I authorize Project PoSSUM, Inc, Integrated Spaceflight Services and/or the International Institute for Astronautical Sciences (collectively, ‘the Parties’) to record and photograph my image and/or voice for use by the Parties, its affiliated researchers, or its assignees in medical, training, research, educational and promotional programs. I understand and agree that these audio, video, film and/or print images may be edited, duplicated, distributed, reproduced, broadcast, and/or reformatted in any form and manner without payment of fees, in perpetuity.
This information is also used for general publicity purposes, which may include but is not limited to: newsletters, brochures, photos to accompany articles sent to other publications, marketing publications, educational publications, and distribution to local news media, video, computer presentations, internet and websites.

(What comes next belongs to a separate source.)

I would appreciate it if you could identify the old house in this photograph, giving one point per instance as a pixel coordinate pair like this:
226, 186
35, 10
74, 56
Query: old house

I attest that I have received recent clearance from a physician to participate in flight/high altitude related activities, including the appropriate class flight physical, and do not have any condition that is contraindicated to hypobaric exposure. I understand my sinus airways need to be free from any congestion due to colds, sinus infections, etc. in order to experience non-painful hypobaric exposures and I have discussed any other health related matters or concerns with my physician.
I understand and agree for myself, my heirs, executors, administrators and assigned that in the event any claim or course of action shall be prosecuted against the Parties, their officers, instructors, employees, agents, affiliated researchers, or servants (including volunteer crew members and hospital contractors), I shall indemnify, release and hold harmless the same from any and all claims or courses of action by whomever or wherever made or presented.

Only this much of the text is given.